TEHRAN (Reuters) – Iran's Foreign Ministry summoned France's ambassador to Tehran to condemn "widespread oppression" of people protesting against President Nicolas Sarkozy, official media reported on Thursday.
Tensions between Iran and France have been high after unrest in the Islamic Republic following its disputed presidential election last month, when security forces quelled mass opposition demonstrations.
Sarkozy has strongly criticized Tehran, saying Iranians "deserve better than the leaders they have today."
The IRNA news agency said the Foreign Ministry conveyed to France's envoy, Bernard Poletti, its objections to what it said were beatings and arrests of a "considerable number" of demonstrators on the eve of France's July 14 national holiday.
France's poor suburbs are regularly hit by youth violence before July 14 and police said they arrested 240 protesters on the eve of this year's festivities, twice as many as in 2008. A dozen policemen were hurt, a police spokesman said in Paris.
Locals said police fired tear gas and beat the crowd with batons during the demonstration. Police said they were attacked by youths and were trying to restore order.

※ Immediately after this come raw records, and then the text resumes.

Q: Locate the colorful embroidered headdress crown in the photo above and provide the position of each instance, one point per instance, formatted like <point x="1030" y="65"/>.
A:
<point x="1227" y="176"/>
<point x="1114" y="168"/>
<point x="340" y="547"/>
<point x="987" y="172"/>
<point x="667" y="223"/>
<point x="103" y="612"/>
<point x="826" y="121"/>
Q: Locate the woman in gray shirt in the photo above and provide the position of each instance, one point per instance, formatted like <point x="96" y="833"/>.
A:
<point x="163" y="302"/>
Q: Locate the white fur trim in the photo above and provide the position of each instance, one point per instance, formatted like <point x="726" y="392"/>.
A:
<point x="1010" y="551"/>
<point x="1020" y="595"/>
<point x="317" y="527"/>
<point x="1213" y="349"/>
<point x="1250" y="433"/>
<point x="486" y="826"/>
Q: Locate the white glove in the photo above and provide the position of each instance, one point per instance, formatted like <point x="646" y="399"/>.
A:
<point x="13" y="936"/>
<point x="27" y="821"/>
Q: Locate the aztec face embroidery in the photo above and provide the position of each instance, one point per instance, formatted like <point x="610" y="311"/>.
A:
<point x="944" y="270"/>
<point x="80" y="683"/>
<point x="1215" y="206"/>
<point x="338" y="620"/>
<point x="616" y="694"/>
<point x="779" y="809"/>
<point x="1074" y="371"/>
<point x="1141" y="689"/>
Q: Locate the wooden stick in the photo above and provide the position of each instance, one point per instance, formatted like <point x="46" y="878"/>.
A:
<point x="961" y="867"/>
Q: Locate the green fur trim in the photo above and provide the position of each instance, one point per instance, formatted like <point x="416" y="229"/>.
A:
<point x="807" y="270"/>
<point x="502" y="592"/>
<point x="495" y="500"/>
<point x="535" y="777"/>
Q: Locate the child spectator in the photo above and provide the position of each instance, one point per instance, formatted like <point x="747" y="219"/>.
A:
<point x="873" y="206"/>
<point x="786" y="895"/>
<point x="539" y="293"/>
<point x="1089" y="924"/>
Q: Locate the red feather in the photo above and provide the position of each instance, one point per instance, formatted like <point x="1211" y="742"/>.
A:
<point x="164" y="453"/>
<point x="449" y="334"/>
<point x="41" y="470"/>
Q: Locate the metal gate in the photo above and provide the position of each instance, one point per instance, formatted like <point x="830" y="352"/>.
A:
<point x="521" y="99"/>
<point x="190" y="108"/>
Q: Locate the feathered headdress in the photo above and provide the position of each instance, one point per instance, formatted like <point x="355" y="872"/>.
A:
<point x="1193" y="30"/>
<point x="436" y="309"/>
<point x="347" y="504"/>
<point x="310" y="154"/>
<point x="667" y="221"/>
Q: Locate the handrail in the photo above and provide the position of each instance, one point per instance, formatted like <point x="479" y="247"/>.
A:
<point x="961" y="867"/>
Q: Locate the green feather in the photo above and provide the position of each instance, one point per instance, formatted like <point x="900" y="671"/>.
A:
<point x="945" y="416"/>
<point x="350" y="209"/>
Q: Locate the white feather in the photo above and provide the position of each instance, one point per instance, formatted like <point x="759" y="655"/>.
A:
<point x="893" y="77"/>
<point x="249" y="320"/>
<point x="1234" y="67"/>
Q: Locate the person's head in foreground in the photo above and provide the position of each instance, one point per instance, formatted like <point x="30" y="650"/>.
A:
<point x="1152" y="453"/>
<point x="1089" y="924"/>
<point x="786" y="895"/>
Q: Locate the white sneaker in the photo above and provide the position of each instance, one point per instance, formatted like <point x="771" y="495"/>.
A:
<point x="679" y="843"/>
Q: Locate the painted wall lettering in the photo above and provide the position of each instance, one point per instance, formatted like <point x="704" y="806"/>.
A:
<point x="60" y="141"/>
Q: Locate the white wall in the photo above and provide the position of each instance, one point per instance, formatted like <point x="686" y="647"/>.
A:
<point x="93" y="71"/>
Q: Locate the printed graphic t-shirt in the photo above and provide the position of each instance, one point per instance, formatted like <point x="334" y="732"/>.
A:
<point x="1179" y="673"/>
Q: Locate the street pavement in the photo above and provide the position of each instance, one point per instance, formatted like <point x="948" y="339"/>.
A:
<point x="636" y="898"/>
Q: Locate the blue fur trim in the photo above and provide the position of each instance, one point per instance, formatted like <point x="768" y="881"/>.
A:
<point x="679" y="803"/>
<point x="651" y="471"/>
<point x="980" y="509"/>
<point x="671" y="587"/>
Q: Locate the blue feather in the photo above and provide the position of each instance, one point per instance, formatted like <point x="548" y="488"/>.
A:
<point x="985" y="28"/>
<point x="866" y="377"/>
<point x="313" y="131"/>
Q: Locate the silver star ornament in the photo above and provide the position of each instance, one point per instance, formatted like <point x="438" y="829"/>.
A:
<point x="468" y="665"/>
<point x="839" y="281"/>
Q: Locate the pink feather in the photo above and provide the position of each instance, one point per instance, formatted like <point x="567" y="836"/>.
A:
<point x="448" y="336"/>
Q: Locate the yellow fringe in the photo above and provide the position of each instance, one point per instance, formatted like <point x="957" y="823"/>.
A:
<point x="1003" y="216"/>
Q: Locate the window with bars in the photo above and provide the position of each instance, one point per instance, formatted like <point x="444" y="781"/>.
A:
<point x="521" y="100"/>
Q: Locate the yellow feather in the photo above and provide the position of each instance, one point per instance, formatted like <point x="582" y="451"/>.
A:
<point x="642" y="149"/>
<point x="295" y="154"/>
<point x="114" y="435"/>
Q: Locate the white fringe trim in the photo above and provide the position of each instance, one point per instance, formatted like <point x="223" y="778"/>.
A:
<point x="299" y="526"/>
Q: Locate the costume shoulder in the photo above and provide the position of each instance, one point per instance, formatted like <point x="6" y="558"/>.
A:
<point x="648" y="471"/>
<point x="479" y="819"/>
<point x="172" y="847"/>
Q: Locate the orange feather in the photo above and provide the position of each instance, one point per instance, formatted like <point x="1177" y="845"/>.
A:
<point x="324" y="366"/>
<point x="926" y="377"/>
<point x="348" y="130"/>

"The widespread oppression of protesters against Sarkozy's policies has created an unacceptable human rights situation… and the Islamic Republic of Iran condemns that," a senior Iranian Foreign Ministry official told the French ambassador.
"French officials better hear the objecting voice of their own people rather than interfere in other countries' affairs," the official said, according to IRNA.
Last month's disputed election in Iran sparked days of protests by supporters of defeated candidate Mirhossein Mousavi, who says it was rigged in favor of the hardline incumbent, Mahmoud Ahmadinejad.
State media say at least 20 people were killed, as protesters clashed with riot police and members of the Basij militia. Some rights activists believe the figure is higher.
Iran has accused Western powers, which have criticized the crackdown on protests, of interfering in its internal affairs.
France is among six powers seeking to convince Iran to give up nuclear work they suspect is aimed at making bombs. Iran says its nuclear program is aimed at generating electricity.